De província periférica a potência econômica: a trajetória de São Paulo como maior PIB do Brasil
A cidade de São Paulo celebra 472 anos neste domingo (25/1), consolidada não apenas como a maior metrópole brasileira com mais de 11 milhões de habitantes, mas como o coração do Estado mais rico do país. Se fosse uma nação independente, o estado paulista teria uma economia superior à da Argentina, registrando em 2024 um Produto Interno Bruto impressionante de R$ 3,5 trilhões – quase o triplo do segundo colocado, o Rio de Janeiro, com R$ 1,3 trilhão.
Das origens modestas ao protagonismo nacional
A realidade atual contrasta radicalmente com o passado. Até meados do século 19, São Paulo era uma província sem grande relevância econômica, política ou demográfica. O primeiro Censo brasileiro, realizado em 1872, estimou cerca de 30 mil habitantes na capital paulista, enquanto o Rio de Janeiro, então capital do Império, contava com aproximadamente 270 mil moradores.
O jornalista e historiador Rafael Cariello descreve essa transformação como "o tipo de coisa que acontece pouco na história econômica mundial". "São Paulo era uma província que importava pouco e era uma espécie de periferia do Rio", afirma o especialista, destacando a magnitude da mudança ocorrida nas décadas seguintes.
O desafio geográfico e a solução política
Para entender a ascensão paulista, é necessário compreender primeiro seu principal obstáculo geográfico: a Serra do Mar. Por séculos, essa formação montanhosa funcionou como uma verdadeira muralha natural, dificultando o transporte entre o interior fértil e o litoral, por onde os produtos eram exportados.
A solução começou a surgir através de uma transformação institucional. Com a descentralização do poder no Império após 1834, São Paulo tomou uma decisão crucial: criar um sistema de pedágios para financiar melhorias nas estradas. "Esse pedágio passou a representar quase metade da arrecadação da província", explica Cariello.
Essa iniciativa permitiu a construção da Estrada da Maioridade em 1846, uma via mais ampla e eficiente para vencer a Serra do Mar. Mas a verdadeira revolução viria em 1867 com a chegada da ferrovia, conectando a capital paulista a Jundiaí e, posteriormente, ao Porto de Santos.
Café, imigração e o salto demográfico
Enquanto a infraestrutura melhorava, o café consolidava-se como principal produto de exportação. A proibição do tráfico transatlântico de pessoas escravizadas em 1850 criou uma necessidade de mão de obra que São Paulo resolveu através da imigração europeia em larga escala.
Entre meados do século 19 e o final dos anos 1970, a antiga Hospedaria de Imigrantes do Brás recebeu cerca de 3 milhões de pessoas.
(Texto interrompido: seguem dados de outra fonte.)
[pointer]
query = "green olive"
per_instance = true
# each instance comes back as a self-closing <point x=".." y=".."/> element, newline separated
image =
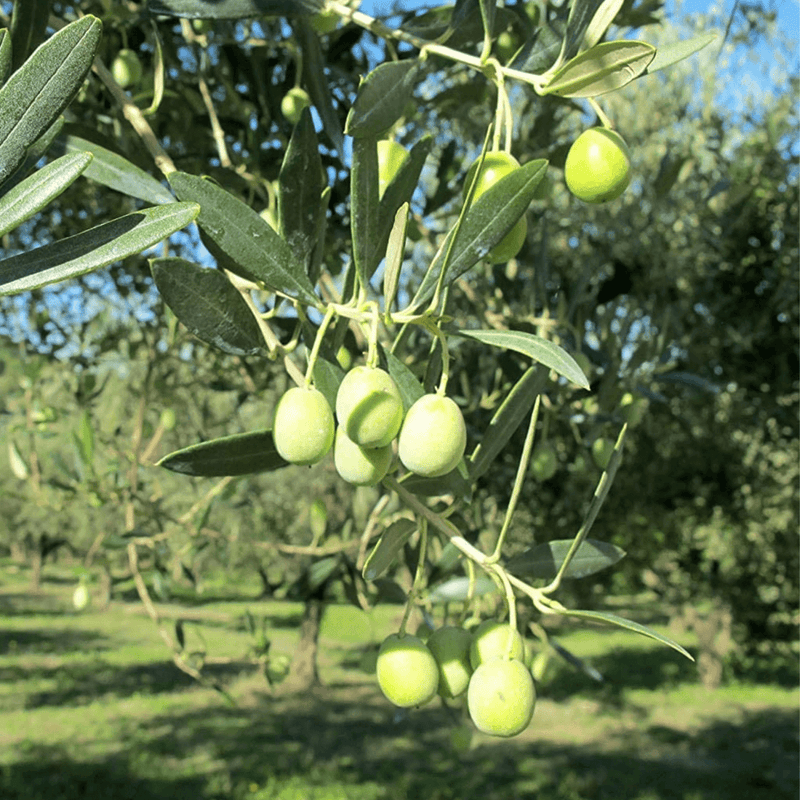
<point x="501" y="697"/>
<point x="497" y="165"/>
<point x="598" y="166"/>
<point x="407" y="671"/>
<point x="360" y="466"/>
<point x="303" y="427"/>
<point x="433" y="437"/>
<point x="126" y="69"/>
<point x="369" y="406"/>
<point x="292" y="105"/>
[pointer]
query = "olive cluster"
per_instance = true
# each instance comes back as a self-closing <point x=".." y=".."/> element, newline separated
<point x="488" y="664"/>
<point x="370" y="425"/>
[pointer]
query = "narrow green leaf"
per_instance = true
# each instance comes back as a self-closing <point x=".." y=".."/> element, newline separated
<point x="581" y="13"/>
<point x="382" y="98"/>
<point x="613" y="619"/>
<point x="670" y="54"/>
<point x="601" y="20"/>
<point x="364" y="204"/>
<point x="246" y="239"/>
<point x="410" y="388"/>
<point x="35" y="95"/>
<point x="84" y="438"/>
<point x="603" y="68"/>
<point x="301" y="183"/>
<point x="115" y="171"/>
<point x="206" y="302"/>
<point x="544" y="560"/>
<point x="35" y="192"/>
<point x="95" y="248"/>
<point x="488" y="220"/>
<point x="507" y="419"/>
<point x="34" y="154"/>
<point x="452" y="483"/>
<point x="5" y="55"/>
<point x="233" y="9"/>
<point x="457" y="589"/>
<point x="488" y="14"/>
<point x="327" y="378"/>
<point x="540" y="350"/>
<point x="317" y="82"/>
<point x="399" y="191"/>
<point x="394" y="255"/>
<point x="389" y="545"/>
<point x="28" y="27"/>
<point x="240" y="454"/>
Em 1891 apenas, o edifício abrigou aproximadamente 90 mil imigrantes – o triplo da população que São Paulo tinha em 1872.
O historiador Pietro Amorim, pesquisador do Museu do Café em Santos, contextualiza: "Existe uma razão econômica evidente, mas por trás também havia um projeto racial. Buscava-se o embranquecimento da população brasileira".
Da agricultura à industrialização
Os imigrantes não apenas trabalharam nas lavouras, mas também dinamizaram a economia local, criando mercado consumidor e empreendendo em pequenos negócios. A demanda por produtos manufaturados impulsionou o surgimento das primeiras indústrias no Estado.
A crise de 1929 marcou um ponto de virada. Com dificuldades para importar produtos industrializados, o Brasil voltou-se para sua produção interna, beneficiando especialmente a já estabelecida base industrial paulista. Nas décadas seguintes, sob políticas de proteção à indústria nacional, São Paulo diversificou sua economia, reduzindo gradualmente a dependência do café.
Debates sobre as causas do sucesso paulista
Especialistas oferecem diferentes interpretações para a ascensão econômica de São Paulo. Elizabeth Balbachevsky, professora da USP, argumenta que a província beneficiou-se por não ter sido central no projeto colonial português, o que teria criado "uma institucionalidade menos parasitária da atividade econômica".
Já o sociólogo Jessé Souza contesta essa visão institucional, defendendo que o diferencial paulista foi principalmente simbólico. Após a derrota na revolta de 1932, a elite local teria construído uma narrativa de superioridade através de instituições como o Instituto Histórico e Geográfico de São Paulo e a própria USP.
"A elite paulista entendeu que não bastava ter as fazendas de café ou as indústrias. Era preciso bombardear a população com uma mentira que fizesse com que o restante do país se sentisse inferior", afirma Souza, criticando o que chama de "projeto de dominação ideológica".
Independentemente das interpretações, os números atuais testemunham o resultado dessa trajetória histórica: São Paulo mantém há décadas sua posição como motor econômico do Brasil, com uma produção que supera a de muitos países e continua moldando o destino nacional.